Epidemic or not, the NHS is suffering

13 Jan 00
Whether the outbreak of flu sweeping Britain is an epidemic is a moot point. Statistically, it isn't. The official figures for reported cases are little more than for January last year.

14 January 2000

Yet Dr Liam Donaldson, the chief medical officer, has openly used the word epidemic, which he justifies on estimates of the number of sufferers who have not bothered to consult a doctor. Some others suspect he may be concerned to justify the government's stewardship of increasingly hard-to-find intensive care beds.

What is certain is that the flu crisis has focused attention on whether, this year or next, the NHS is capable of coping with a widespread outbreak, epidemic or not. As usual, it is a question of money.

Managers and doctors are adamant that government policy is setting the NHS on course for another winter crisis next year. This week they called on ministers to abandon the efficiency savings that have reduced bed capacity, while a health service expert warned that the Private Finance Initiative was reducing hospitals' ability to cope with the seasonal demand still further.

Annual efficiency savings of around 3% have been imposed on the service, first by the Conservatives in the 1980s, and more recently by Labour.

Though it is generally accepted that economies were possible up to the early 1990s, staff report that the only way to achieve the desired savings now is by cutting essential services. Bed capacity has been cut to dangerously low levels and the service is now less well able to cope with increased demand, they say.

Bed occupancy rates in many hospitals run at between 90% and 95%, even though the royal colleges recommend 80% occupancy to cope with peaks of demand. Private hospitals have a rate around 50%, which enables them to ensure waiting lists are relatively small.

The government's own research has found that periodic bed crises are inevitable with levels of more than 90%. Yet the government has asked the service to find a further 3% in efficiency savings in 2000/01.

NHS Confederation chief executive Stephen Thornton labelled this counter-productive. 'If this requirement remains, there is a real danger that bed occupancy can only rise further next year,' he said.

He called on the government to review the target. 'We need a new approach to efficiency, based on strategic capital investment which will produce real efficiency improvements for the future. At the moment, "efficiency" in the NHS has come to mean a dilution of quality.'

Peter Hawker, the British Medical Association's consultants' leader, said the NHS should plan bed numbers for an ageing population.

'I was glad to hear the chief medical officer say that our planning must take particular account of the health needs of older people,' he said.

'I hope that is a strong signal that we will stop the relentless drive to cut out bed capacity in our hospitals.

'Older patients often have multiple health problems and their stays in hospital will inevitably be longer than for younger, fitter patients. It is time we recognised that our assumptions about bed numbers need to be built on real need.'

The PFI threatens to reduce bed capacity still further, according to Professor Allyson Pollock, head of the health policy and health services research unit at University College London.
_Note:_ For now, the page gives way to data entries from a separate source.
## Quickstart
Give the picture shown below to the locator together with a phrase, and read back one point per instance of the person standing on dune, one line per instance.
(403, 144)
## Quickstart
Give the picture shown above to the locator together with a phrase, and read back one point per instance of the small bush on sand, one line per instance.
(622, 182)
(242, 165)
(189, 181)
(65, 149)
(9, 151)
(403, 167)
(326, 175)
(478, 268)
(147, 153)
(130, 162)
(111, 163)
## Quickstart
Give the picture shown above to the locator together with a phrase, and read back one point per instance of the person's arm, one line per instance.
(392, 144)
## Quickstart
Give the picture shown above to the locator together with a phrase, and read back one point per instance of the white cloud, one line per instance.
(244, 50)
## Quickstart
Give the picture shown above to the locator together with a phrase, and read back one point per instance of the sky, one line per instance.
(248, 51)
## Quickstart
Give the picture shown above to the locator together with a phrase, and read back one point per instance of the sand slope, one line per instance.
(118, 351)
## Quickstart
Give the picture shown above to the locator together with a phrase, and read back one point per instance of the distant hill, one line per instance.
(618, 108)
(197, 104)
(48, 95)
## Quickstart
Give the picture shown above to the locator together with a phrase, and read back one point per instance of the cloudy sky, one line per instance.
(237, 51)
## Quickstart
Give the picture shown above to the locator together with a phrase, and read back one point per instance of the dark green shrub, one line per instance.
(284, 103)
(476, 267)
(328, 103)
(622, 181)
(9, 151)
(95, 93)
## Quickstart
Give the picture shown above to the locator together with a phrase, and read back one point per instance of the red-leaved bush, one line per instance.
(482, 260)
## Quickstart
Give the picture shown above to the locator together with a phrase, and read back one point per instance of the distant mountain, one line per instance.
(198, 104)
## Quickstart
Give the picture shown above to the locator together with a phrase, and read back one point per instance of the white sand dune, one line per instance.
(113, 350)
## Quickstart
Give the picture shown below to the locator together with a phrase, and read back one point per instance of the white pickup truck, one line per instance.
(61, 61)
She said the number of beds has remained static at around 108,000 since 1994/95 but bed numbers would fall by 30% in the first 15 PFI schemes.

Beds are only part of the problem. The UK has fewer doctors as a proportion of the population than many other European countries, and there are at least 7,000 nursing vacancies in England alone.

PFI is also a threat to staff numbers, Pollock said. 'We are seeing reductions in clinical staff budgets of 20% to 25%, mainly in nursing. The scenario is that there will be lovely new hospitals but many fewer patients are going to be admitted.'

The government has poured extra cash into the NHS to modernise intensive care facilities, increase the number of medical students and attract nurses into the service. But these will take years to make a difference on the ground.

Even the youngest consultant spends 15 years in training, and though more than 2,000 nurses have come back to the NHS in the past year the feeling is that these are merely replacing those who are leaving.

This year the NHS is coping, just. But much of this is down to winter planning by local hospitals, health authorities and social services. And this year, an extra 100 intensive care beds opened in England.

But unlike in the current year, the Department of Health's planning guidance for 2000/01 does not specifically mention the management of increased winter demand as a service priority.

NHS Direct, the nurse-led advice line, has undoubtedly helped prevent an even greater influx of patients into casualty departments and GP surgeries.

But waiting lists could be severely affected if the flu continues to spread. At the moment, its effects may only be short-term because hospitals had not scheduled non-urgent operations over Christmas and the New Year. They were due to begin again this week, but many have been postponed because beds were not available.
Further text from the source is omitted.